Update 1.74 million records

GregD

Registered User.
Local time
Today, 04:54
Joined
Oct 12, 2007
Messages
47
It is not really 1.74 million records, but Access thinks it is, for some reason.

Here's what happens: I get a CSV file in with 2196 lines. There are 2 date fields that are formatted poorly. Sometimes it is mddyyyy and some times it is mmddyyyy. I import the data to one table and then export everything to another table except those two fields.

There are two date/time fields in the new table that are left empty at first. I then run 2 update queries to format and convert these poorly formated date fields.

The query simply joins to the two tables on 3 fields and then updates the date field. When I hit the preview button on the query it takes about a second and says it will update 2196 records. Perfect.

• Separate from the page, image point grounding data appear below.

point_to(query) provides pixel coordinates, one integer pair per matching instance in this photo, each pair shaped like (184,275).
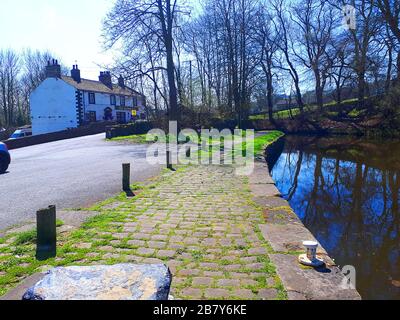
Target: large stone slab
(266,190)
(288,237)
(311,284)
(117,282)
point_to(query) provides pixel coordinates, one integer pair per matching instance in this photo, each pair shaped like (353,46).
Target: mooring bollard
(126,176)
(46,246)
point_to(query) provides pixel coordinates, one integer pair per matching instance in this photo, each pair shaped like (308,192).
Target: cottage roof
(97,86)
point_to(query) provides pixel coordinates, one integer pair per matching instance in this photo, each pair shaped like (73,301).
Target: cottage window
(113,101)
(92,98)
(121,117)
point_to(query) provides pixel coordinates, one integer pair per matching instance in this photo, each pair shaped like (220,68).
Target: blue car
(5,158)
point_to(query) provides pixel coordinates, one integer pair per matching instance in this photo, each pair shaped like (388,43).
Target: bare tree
(315,23)
(286,45)
(144,24)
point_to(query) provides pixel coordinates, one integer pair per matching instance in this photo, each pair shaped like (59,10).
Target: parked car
(5,158)
(21,133)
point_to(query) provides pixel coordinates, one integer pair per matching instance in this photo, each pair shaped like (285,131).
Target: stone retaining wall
(285,232)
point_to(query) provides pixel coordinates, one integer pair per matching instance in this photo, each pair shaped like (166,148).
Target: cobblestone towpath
(200,220)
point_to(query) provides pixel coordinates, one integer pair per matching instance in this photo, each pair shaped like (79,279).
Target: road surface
(70,174)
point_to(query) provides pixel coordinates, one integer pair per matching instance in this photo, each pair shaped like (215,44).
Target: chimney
(121,81)
(105,78)
(53,69)
(76,73)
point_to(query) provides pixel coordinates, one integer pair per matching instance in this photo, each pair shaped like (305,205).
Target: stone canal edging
(285,233)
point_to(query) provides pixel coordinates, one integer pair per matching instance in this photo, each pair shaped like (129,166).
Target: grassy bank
(102,239)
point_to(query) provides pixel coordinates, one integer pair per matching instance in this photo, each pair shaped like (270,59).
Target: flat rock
(289,238)
(311,284)
(117,282)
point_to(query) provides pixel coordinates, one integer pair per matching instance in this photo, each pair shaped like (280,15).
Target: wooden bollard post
(169,164)
(46,246)
(126,177)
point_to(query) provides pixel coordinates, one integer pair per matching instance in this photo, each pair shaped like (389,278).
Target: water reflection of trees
(350,201)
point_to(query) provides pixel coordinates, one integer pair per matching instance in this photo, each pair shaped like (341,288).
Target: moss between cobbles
(92,242)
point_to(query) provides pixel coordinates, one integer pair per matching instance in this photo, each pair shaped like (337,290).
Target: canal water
(346,191)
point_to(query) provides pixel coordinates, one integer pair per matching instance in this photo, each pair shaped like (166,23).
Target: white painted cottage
(62,102)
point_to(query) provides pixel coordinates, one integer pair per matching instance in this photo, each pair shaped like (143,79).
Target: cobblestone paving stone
(200,221)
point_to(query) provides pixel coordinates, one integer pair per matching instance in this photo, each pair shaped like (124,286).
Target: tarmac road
(70,173)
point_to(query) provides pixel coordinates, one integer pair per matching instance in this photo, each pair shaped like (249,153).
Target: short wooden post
(46,246)
(169,164)
(126,176)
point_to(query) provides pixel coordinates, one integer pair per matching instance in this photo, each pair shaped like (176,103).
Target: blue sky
(69,28)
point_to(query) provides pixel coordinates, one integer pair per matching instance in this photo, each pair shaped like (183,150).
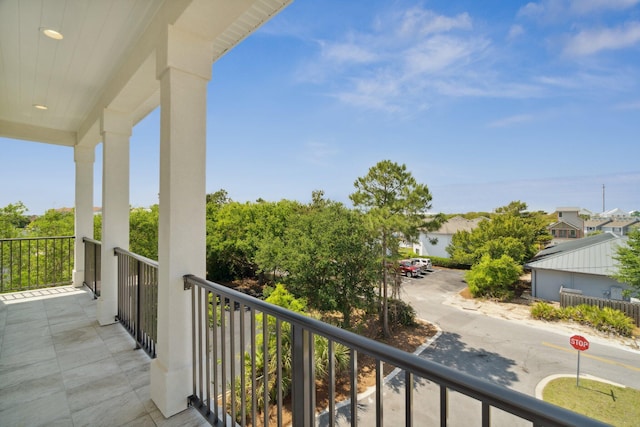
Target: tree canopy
(12,220)
(395,205)
(330,258)
(511,231)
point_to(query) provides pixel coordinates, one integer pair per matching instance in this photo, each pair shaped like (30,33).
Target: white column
(115,128)
(84,157)
(184,68)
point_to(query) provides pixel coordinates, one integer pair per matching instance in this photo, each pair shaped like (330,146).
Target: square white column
(184,68)
(115,130)
(84,159)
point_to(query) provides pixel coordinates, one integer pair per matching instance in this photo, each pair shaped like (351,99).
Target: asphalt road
(505,352)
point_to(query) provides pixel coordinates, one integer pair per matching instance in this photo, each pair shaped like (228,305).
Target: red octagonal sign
(579,342)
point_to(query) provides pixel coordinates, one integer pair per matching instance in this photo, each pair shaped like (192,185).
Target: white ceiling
(106,58)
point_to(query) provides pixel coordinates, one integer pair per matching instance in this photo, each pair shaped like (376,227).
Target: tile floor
(59,367)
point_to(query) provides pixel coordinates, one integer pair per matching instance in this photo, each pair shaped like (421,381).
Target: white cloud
(417,21)
(588,6)
(557,10)
(347,53)
(439,53)
(628,106)
(511,120)
(588,42)
(515,31)
(319,153)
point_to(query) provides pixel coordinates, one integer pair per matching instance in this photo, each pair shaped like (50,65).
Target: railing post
(138,287)
(301,377)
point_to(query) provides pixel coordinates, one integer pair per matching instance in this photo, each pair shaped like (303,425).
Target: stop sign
(579,342)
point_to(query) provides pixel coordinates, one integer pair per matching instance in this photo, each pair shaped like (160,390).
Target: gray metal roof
(594,256)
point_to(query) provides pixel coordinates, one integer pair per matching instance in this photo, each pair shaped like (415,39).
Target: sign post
(580,343)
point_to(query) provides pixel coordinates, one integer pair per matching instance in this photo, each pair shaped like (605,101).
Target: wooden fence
(570,299)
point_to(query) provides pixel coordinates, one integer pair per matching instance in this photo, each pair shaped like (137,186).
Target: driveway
(501,345)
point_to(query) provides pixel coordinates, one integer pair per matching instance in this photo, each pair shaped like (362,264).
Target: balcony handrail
(36,262)
(135,256)
(138,298)
(490,394)
(39,238)
(92,265)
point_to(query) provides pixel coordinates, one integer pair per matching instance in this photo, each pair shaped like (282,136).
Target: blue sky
(485,102)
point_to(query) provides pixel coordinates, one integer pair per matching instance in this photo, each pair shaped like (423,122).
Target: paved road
(508,353)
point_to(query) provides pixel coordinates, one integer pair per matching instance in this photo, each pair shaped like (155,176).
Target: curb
(543,383)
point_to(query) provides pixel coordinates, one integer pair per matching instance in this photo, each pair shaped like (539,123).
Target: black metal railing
(35,262)
(92,253)
(232,362)
(138,298)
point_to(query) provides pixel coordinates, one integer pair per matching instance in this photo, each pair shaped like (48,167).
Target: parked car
(409,269)
(424,263)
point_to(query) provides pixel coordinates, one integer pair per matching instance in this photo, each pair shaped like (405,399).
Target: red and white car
(408,268)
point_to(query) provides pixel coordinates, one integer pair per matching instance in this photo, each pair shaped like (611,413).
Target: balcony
(59,366)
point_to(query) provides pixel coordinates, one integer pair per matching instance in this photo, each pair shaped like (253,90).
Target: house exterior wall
(545,284)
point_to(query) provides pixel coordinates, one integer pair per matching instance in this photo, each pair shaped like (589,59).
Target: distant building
(595,224)
(569,225)
(583,265)
(441,238)
(620,227)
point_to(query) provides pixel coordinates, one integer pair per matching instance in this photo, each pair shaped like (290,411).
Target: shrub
(602,319)
(448,263)
(544,311)
(401,313)
(494,277)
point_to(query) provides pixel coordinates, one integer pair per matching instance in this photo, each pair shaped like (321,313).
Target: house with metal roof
(435,243)
(595,224)
(620,227)
(584,265)
(569,225)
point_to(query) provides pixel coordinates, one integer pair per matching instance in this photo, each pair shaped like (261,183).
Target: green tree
(511,231)
(12,220)
(493,277)
(330,257)
(628,257)
(237,233)
(395,205)
(143,231)
(54,222)
(283,298)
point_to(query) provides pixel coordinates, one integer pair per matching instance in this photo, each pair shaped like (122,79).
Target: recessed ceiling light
(52,34)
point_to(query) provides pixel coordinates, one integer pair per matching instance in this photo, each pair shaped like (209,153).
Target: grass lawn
(605,402)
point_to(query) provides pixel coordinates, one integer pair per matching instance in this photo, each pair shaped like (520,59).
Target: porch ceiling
(105,60)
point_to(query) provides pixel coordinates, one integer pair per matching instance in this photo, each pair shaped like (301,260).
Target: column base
(78,278)
(170,390)
(106,311)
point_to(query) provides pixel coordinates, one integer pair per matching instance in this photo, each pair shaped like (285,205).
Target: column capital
(113,121)
(184,51)
(84,154)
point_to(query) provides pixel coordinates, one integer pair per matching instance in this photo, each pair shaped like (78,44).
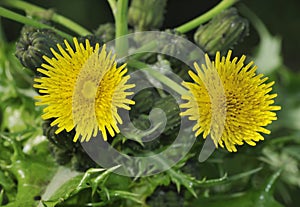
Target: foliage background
(281,18)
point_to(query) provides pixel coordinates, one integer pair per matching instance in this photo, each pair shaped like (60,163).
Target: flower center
(89,90)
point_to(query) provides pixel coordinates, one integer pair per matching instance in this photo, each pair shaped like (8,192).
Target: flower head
(229,102)
(83,89)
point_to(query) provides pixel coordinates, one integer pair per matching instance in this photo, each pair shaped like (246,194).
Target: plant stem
(157,75)
(121,27)
(32,9)
(224,4)
(113,6)
(19,18)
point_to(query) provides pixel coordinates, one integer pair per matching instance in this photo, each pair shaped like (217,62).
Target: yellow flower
(83,89)
(229,102)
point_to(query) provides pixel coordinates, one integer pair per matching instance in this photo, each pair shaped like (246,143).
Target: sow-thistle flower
(229,102)
(83,89)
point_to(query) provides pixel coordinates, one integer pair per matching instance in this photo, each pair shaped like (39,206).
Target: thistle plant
(114,115)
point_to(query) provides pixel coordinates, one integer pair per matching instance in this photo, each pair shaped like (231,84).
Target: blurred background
(281,18)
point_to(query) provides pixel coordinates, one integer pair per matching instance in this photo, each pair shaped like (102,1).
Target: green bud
(106,32)
(169,105)
(93,39)
(63,140)
(34,44)
(146,14)
(64,150)
(222,32)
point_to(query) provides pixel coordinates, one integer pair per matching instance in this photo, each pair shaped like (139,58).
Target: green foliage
(51,170)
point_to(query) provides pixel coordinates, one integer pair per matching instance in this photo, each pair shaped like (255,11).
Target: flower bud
(146,14)
(34,44)
(106,32)
(222,32)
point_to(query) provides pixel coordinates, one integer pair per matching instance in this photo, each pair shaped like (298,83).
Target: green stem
(205,17)
(121,27)
(113,6)
(157,75)
(19,18)
(32,9)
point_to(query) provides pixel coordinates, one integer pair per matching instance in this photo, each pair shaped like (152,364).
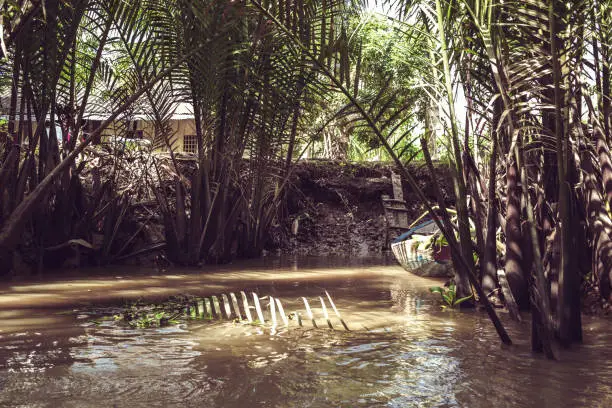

When I actually run the query, it takes about a half hour and tells me it will be updating 1.74 million records. Any ideas why this is happening? If and when the query runs there are still only 2196 records in both tables.
 
There's probably a problem with your joins. We'd need more info, can you post the SQL for your query?

If you right click on the title bar of your query you can select SQL view and copy/paste the text here.
 
There's probably a problem with your joins. We'd need more info, can you post the SQL for your query?

If you right click on the title bar of your query you can select SQL view and copy/paste the text here.

Well, I'm happy to show you the SQL, but it about as straight forward as it gets. The tables are identical expect for the two date fields. On the import table they are long int and on the new table they are date/time. Also, I miss-wrote in my original post. The original dates come in as either mddyy or mmddyy. This is why the textimport method sees them as long and not date/time, or even text.

Code:
UPDATE tblEFPVitalsInput INNER JOIN tblEFPVitals ON (tblEFPVitals.LastName = tblEFPVitalsInput.F3) AND (tblEFPVitals.FirstName = tblEFPVitalsInput.F2) AND (tblEFPVitalsInput.F1 = tblEFPVitals.ChartNumber) SET tblEFPVitals.EncDate = FixEncDate(tblEFPVitalsInput.F6);
 
Joining the tables using names could cause these issues. I'd have to have a look at the data. Is there any other unique identifier that is the same? I would guess that the names are not unique enough.
 
Joining the tables using names could cause these issues. I'd have to have a look at the data. Is there any other unique identifier that is the same? I would guess that the names are not unique enough.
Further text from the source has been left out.